Persaingan bisnis kuliner dan katering itu ketat banget! Tanpa panduan yang jelas, brand kamu bakal gampang tenggelam. Ini alasan kenapa kamu butuh brand guidelines:

  • Membangun Kepercayaan (Trust): Katering itu urusan makanan yang bakal dimakan orang banyak. Tampilan yang rapi dan konsisten bikin impresi bahwa kateringmu higienis dan terkelola dengan baik.

  • Bikin Brand Gampang Diingat: Sekali orang liat warna atau gaya postingan kamu, mereka langsung tahu kalau itu produk katering milikmu.

  • Mempermudah Kerja Tim: Gak perlu pusing jelasin berkali-kali ke tim desainer atau admin medsos. Tinggal kasih dokumen brand guidelines, semuanya langsung paham!

Baca Juga  Peran Penting Desainer Grafis dalam Industri Agensi Periklanan

Elemen Wajib dalam Brand Guidelines Katering

Biar panduan yang kamu buat lengkap dan aplikatif, pastikan ada elemen-elemen penting ini:

1. Logo Rules (Aturan Logo)

Atur tata cara penggunaan logo utama, logo sekunder (icon/monogram), serta clear space (jarak aman logo dari elemen lain). Jangan lupa tentukan juga aturan “Don’ts”—misalnya logo gak boleh diganti warnanya secara sembarangan, ditarik sampai gepeng, atau diberi efek bayangan berlebihan.

2. Palette Warna (Food-Appealing Colors)

Pilih kombinasi warna yang bisa membangkitkan selera makan (appetite appeal).

  • Warna-warna hangat seperti merah, oranye, dan kuning terbukti secara psikologis bisa memicu rasa lapar.

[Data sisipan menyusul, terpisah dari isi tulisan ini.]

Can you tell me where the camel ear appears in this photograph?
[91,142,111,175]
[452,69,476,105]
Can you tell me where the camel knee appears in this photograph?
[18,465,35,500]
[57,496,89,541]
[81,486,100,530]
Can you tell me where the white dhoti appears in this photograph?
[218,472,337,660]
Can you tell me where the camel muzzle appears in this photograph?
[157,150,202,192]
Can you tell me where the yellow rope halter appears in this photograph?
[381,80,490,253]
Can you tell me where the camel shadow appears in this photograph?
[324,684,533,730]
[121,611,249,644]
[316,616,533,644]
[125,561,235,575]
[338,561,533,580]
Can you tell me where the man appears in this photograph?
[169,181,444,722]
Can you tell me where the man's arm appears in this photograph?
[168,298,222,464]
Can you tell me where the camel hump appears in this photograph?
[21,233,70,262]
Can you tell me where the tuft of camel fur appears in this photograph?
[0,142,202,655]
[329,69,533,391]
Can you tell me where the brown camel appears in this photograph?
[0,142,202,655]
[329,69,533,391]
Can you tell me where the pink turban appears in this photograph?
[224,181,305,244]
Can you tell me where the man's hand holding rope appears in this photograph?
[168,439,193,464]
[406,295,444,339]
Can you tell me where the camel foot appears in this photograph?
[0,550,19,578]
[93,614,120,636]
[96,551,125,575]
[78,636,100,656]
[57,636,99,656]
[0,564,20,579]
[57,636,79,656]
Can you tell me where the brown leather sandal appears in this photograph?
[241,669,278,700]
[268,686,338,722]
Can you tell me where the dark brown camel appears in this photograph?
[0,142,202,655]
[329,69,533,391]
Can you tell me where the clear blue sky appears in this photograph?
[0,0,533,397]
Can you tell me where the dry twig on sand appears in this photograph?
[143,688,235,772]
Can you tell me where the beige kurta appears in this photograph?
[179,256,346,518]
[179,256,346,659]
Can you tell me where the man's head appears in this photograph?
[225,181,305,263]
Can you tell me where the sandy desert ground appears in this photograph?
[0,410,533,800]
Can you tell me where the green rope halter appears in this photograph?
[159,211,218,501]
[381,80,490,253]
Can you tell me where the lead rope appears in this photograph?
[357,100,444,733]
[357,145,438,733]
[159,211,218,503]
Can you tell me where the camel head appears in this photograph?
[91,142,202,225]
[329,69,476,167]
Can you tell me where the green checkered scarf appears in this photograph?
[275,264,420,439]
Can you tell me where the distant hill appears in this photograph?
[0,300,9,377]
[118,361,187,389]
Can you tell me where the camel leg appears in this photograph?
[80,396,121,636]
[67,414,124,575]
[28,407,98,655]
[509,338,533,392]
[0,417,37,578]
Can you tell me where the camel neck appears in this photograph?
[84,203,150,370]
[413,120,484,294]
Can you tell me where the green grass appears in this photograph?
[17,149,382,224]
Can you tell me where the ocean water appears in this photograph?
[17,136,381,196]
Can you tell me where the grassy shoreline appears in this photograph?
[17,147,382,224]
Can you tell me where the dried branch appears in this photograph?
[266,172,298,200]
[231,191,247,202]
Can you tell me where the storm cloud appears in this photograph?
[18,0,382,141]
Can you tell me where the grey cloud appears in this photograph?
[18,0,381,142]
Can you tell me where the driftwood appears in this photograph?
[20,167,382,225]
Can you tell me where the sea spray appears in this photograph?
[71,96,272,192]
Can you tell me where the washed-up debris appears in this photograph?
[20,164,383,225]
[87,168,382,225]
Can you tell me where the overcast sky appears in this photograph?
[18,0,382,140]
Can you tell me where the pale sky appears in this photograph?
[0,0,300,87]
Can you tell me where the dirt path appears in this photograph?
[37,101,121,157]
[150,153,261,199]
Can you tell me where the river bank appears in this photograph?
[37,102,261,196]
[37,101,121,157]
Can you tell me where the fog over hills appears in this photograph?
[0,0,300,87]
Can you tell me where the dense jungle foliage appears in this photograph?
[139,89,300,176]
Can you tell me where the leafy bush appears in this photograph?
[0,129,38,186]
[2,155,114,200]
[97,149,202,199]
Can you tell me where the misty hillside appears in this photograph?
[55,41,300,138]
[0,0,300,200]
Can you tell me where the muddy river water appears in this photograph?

  • Warna terakota, hijau sage, atau krem cocok buat katering sehat, organik, atau bernuansa aesthetic/modern.

3. Tipografi (Jenis Font)

Tentukan maksimal 2–3 kombinasi font:

  • Header Font: Dipakai buat judul poster atau banner (bisa pakai font yang berkarakter atau sedikit meliuk manis).

  • Body Font: Dipakai buat daftar menu dan deskripsi (wajib font yang simpel dan gampang dibaca seperti Sans-serif).

4. Food Photography Style (Panduan Foto Makanan)

Atur pencahayaan, angle, dan gaya plating. Apakah foto makanan harus bergaya flatlay dari atas, pencahayaan alami (natural light), atau konsep warm & cozy? Panduan ini penting biar feeds Instagram katering kamu kelihatan estetik dan konsisten.

Contoh Penerapan Brand Guidelines pada Bisnis Katering

Biar makin kebayang, ini dia penerapan aturan brand pada media operasional sehari-hari:

Media Katering Aplikasi Brand Guidelines
Kemasan (Box/Stiker) Penempatan logo utama, penggunaan warna dominan brand, dan tagline di bagian atas.
Daftar Menu (PDF/Cetak) Penggunaan susunan tipografi yang konsisten, jarak teks yang rapi, dan warna background sesuai palet.
Baju Seragam Tim Penggunaan logo sekunder atau warna accent pada apron/kaos tim katering saat catering event.

Pro Tip: Buat dokumen brand guidelines dalam format ringkas (misalnya PDF 5–10 halaman atau papan Canva) biar gampang dibaca dan dipraktikkan oleh seluruh tim!